I introduced Linh Dinh‘s ferocious, touching, painfully autobiographical essay “Corpses in Ocean” as follows:
As my Vietnam veteran VT colleagues can attest, that atrociously bloody war seemed totally pointless at the time. (Almost as pointless as destroying the Middle East for Israel today.) But now, looking back with pride, we can reflect that had we not made such heroic efforts to save ‘Nam from the Godless commies, Linh Dinh would probably never have written in English. So, quoting Madeleine Albright, “we think the price was worth it.”
In this interview Linh elaborates on “Corpses in Ocean”:
“This last piece was very painful to write because it involves my two-year-old nephew. The fact that he’s in a very difficult situation is intolerable. And I’m very angry and sad because I’m impotent. I can’t do anything about it now, because I don’t have access to him.
“The article raises so many issues, not just personal ones: the Vietnam war, its repercussions…my mother-in-law is very angry. She’s had a horrible life because of the war. Her husband was in a reeducation camp for thirteen years. She lost her business. She could barely survive with her young children. There’s all this frustration, all this anger. And for the longest time there was tremendous desperation to escape Vietnam.”
Linh himself grew up in the USA, became a talented and celebrated writer, but finally had to escape back to Vietnam. Why? Mainly because his honesty on various matters, including 9/11, made him unemployable and unwelcome on the American literary circuit.
The interview touches on the emptiness and vulgar materialism of contemporary American and Vietnamese culture; the inevitability of racial and ethnic nationalism; the problem of market-dominant minorities including the Chinese in Vietnam, Malaysia, and Indonesia, and the Jews in North America and Europe; and other non-mainstream topics.

Hope to meet LD some day here in Vung Tau, I’ve been reading his stuff for years.
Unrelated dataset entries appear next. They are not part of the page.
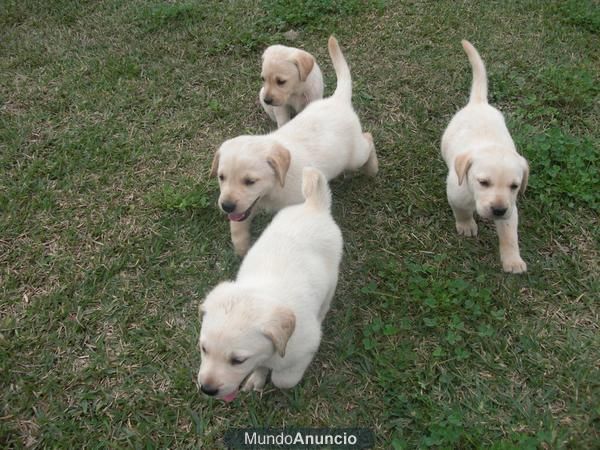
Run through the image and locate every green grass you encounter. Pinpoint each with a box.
[0,0,600,449]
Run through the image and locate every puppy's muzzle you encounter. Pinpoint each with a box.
[492,206,508,218]
[221,202,237,214]
[200,384,219,397]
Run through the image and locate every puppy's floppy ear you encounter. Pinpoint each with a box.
[294,50,315,81]
[210,150,219,177]
[261,306,296,358]
[454,152,473,186]
[267,143,292,187]
[519,157,529,194]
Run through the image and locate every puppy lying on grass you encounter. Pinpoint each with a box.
[442,41,529,273]
[198,167,342,401]
[211,36,378,256]
[258,45,323,127]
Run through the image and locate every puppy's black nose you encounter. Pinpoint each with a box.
[492,207,507,217]
[221,202,235,213]
[200,384,219,397]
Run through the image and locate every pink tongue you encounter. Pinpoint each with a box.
[223,391,237,403]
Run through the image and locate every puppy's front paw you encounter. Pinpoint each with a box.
[456,219,477,236]
[502,256,527,273]
[233,242,250,258]
[242,369,269,391]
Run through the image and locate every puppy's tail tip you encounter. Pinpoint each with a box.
[302,167,331,211]
[461,39,487,103]
[327,36,352,102]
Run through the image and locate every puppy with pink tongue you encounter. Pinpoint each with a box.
[198,167,342,402]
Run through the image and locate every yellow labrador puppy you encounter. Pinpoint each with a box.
[442,41,529,273]
[211,37,378,256]
[198,167,342,402]
[259,45,323,127]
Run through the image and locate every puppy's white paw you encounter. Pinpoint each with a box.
[233,239,250,258]
[456,219,477,236]
[502,256,527,273]
[242,369,269,391]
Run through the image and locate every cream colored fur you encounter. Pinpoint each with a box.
[212,37,378,255]
[442,41,529,273]
[198,168,342,401]
[259,45,323,127]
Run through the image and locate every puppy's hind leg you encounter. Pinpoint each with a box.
[362,133,379,177]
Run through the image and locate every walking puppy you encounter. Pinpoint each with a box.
[211,37,378,256]
[258,45,323,127]
[442,41,529,273]
[198,167,342,401]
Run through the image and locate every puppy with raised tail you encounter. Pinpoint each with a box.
[442,41,529,273]
[198,167,342,401]
[211,36,378,256]
[258,45,323,127]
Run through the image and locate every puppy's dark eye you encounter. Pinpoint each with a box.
[229,356,248,366]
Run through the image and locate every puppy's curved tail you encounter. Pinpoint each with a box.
[328,36,352,102]
[302,167,331,211]
[462,40,487,103]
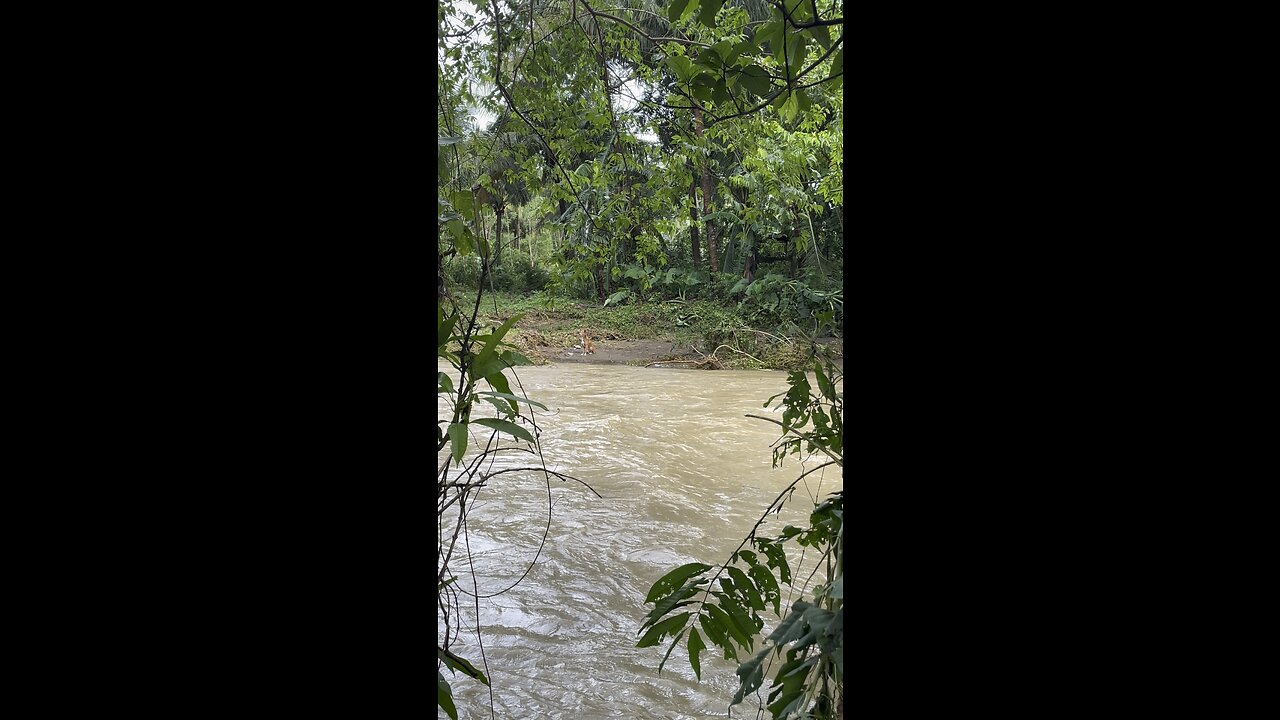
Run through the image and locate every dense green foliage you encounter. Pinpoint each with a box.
[436,0,844,717]
[436,0,844,335]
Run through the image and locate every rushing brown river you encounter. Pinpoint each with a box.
[436,363,844,720]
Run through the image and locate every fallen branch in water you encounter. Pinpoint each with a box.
[709,345,764,365]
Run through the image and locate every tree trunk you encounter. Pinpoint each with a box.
[787,204,804,279]
[591,263,604,305]
[694,108,719,273]
[689,181,703,270]
[493,205,506,268]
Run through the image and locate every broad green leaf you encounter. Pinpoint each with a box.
[435,647,489,685]
[689,628,707,680]
[698,611,728,647]
[712,591,760,638]
[636,612,690,647]
[484,397,516,418]
[712,78,731,102]
[698,0,724,27]
[813,360,836,400]
[658,630,685,675]
[737,65,771,95]
[782,92,800,123]
[726,568,764,610]
[787,32,809,79]
[667,0,689,23]
[704,593,754,647]
[435,315,458,347]
[755,538,783,584]
[809,26,831,51]
[484,373,516,399]
[696,44,724,69]
[471,313,525,378]
[748,565,782,615]
[449,423,467,465]
[644,562,712,602]
[721,40,755,65]
[667,55,694,82]
[769,601,812,652]
[471,418,535,442]
[703,605,748,657]
[754,19,783,53]
[435,670,458,720]
[449,190,475,215]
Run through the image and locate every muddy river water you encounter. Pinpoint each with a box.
[436,364,844,720]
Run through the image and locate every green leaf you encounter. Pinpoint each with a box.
[813,360,836,400]
[755,535,800,584]
[658,630,685,675]
[449,423,467,465]
[737,65,771,95]
[666,55,694,82]
[707,593,755,648]
[435,670,458,720]
[703,605,750,657]
[698,0,724,27]
[435,647,489,685]
[726,568,764,610]
[435,315,458,347]
[471,313,525,378]
[754,19,786,53]
[636,612,690,647]
[449,190,475,215]
[809,26,831,51]
[484,373,516,399]
[721,40,755,65]
[471,418,534,442]
[644,562,712,602]
[689,628,707,680]
[667,0,689,23]
[748,565,782,615]
[696,44,724,70]
[768,601,812,652]
[698,612,728,647]
[782,92,800,123]
[712,78,731,102]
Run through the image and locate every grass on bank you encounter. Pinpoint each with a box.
[453,288,829,370]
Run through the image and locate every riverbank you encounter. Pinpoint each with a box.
[456,291,844,370]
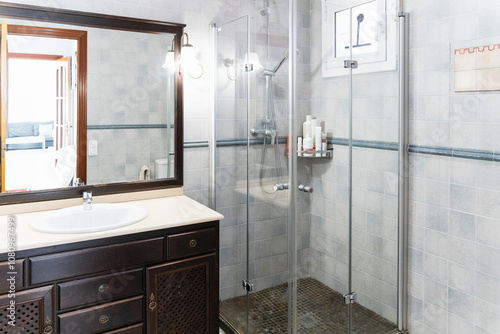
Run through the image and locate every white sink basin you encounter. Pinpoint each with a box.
[31,203,148,233]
His prose just keeps getting better and better and output is prolific.
However, Belly’s is not really my cup of tea with the usually morose crowd of Aussies – being from the southern USA I have nothing in common with them. I usually imbibe at the VFB which is my preferred bar in VT. Nice airy place and the friendly girls are not pushy.
I fell for the same illusion, in that everyone told me the mainland US was this great place (and it was, decades before) and in Hawaii where I grew up, anyone with any ambition would leave.
Ambition’s great in a growing economy with social mobility, it’s a curse in a shrinking economy that’s lost social mobility.
I don’t know why all these people in Asia want to come to the US and have no health care, no family, little pay, lousy food, and run a serious risk of being homeless.